(CALMATTERS) – Gov. Newsom’s six-month war of words against the oil industry has finally come to an end. For now.
On Tuesday, the governor at last signed a law that could someday put a cap on oil industry profits, reports CalMatters’ Alexei Koseff, who was at the state Capitol where Newsom gathered alongside legislative allies for the ceremony.
- Newsom, in a tweet: “California now has the strongest oversight and accountability measures on Big Oil of any state in the nation. No more operating in the shadows. No more ripping families off at the pump. Big Oil’s 100 year reign over our politics is coming to an end.”
The measure will require oil refiners to regularly report information, such as data about their operations, inventory and maintenance schedules. It will also create a new watchdog division in the California Energy Commission to look into alleged price gouging by the industry. The division would have subpoena powers, and its findings could result in a profit threshold, one that oil companies could be fined if they were to exceed.
Despite Newsom’s boast that “we proved we can actually beat Big Oil,” the law takes a much more measured approach to the one he originally proposed last September, which started out as a windfall tax, then became a fee, and finally turned into a process that shifts the responsibility to state regulators.
As legislative Democrats raced to approve the bill and get it to the governor’s desk before spring recess, Republican lawmakers and the oil industry criticized how rushed the entire procedure was, and how they weren’t given enough time to vet the full ramifications of the bill.

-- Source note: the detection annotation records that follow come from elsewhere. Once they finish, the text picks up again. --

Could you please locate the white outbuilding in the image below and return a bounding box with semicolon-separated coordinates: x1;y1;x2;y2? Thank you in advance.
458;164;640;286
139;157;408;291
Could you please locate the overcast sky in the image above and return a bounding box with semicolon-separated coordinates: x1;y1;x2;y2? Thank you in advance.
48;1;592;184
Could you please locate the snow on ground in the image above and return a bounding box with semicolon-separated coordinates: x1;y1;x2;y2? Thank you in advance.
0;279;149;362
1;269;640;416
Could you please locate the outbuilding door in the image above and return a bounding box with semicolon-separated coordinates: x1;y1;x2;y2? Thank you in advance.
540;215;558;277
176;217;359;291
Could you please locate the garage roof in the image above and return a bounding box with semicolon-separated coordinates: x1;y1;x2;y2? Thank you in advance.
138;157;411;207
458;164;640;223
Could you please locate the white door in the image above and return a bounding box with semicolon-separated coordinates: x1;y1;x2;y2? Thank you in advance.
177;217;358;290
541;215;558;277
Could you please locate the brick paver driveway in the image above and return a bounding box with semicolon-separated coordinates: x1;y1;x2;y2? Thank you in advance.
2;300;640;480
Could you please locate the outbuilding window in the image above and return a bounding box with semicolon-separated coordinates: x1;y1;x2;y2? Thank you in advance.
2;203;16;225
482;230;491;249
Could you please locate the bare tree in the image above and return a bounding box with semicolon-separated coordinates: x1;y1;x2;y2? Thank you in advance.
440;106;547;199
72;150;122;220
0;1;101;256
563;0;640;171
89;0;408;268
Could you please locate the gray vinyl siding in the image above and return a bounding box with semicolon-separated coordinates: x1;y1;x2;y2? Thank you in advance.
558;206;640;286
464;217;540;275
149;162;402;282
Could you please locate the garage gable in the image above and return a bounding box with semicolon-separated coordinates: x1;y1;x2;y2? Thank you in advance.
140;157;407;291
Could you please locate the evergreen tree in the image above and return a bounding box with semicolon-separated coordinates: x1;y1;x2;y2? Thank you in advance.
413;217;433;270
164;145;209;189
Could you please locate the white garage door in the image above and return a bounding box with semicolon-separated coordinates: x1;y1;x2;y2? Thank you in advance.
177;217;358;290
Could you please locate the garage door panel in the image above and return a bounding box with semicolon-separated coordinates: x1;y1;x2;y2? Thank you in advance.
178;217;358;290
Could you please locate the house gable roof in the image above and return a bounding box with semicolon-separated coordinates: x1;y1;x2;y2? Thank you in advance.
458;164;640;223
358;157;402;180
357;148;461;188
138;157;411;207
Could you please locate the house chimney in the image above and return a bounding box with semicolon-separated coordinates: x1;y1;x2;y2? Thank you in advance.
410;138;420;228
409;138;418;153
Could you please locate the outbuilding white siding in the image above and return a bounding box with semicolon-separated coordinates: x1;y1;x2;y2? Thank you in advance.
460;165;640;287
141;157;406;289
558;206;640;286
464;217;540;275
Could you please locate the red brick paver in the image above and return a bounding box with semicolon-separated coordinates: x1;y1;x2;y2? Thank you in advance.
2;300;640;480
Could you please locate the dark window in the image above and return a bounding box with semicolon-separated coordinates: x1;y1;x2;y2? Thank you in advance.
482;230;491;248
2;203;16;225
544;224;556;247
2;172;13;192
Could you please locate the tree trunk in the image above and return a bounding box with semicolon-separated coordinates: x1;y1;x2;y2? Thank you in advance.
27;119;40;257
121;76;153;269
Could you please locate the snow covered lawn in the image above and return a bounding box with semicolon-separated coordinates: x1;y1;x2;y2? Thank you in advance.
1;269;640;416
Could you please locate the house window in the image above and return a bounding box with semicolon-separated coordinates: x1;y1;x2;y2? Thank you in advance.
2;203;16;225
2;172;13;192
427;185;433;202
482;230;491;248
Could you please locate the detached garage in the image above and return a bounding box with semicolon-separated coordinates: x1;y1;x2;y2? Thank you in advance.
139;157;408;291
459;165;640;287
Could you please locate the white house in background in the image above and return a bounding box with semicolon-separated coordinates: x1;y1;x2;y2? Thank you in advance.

Oil companies, critics suggest, could be disincentivized to produce more gas, which would lower supply and drive costs even higher.
Now that it’s signed, however, the law takes effect in 90 days.
Of course, this won’t be the last we hear about Newsom vs. Big Oil. In addition to the potential financial penalty, oil companies are concerned over the amount of information they have to fork over to regulators, claiming that they may be forced to reveal trade secrets. If their concerns aren’t properly addressed in follow-up legislation, the oil companies may sue.
- Kevin Slagle, a spokesperson for the Western States Petroleum Association: “We’re concerned about how that all turns out… (But) we’re hopeful that we can shift to having a conversation about the real issue here, which is the supply of fuels.”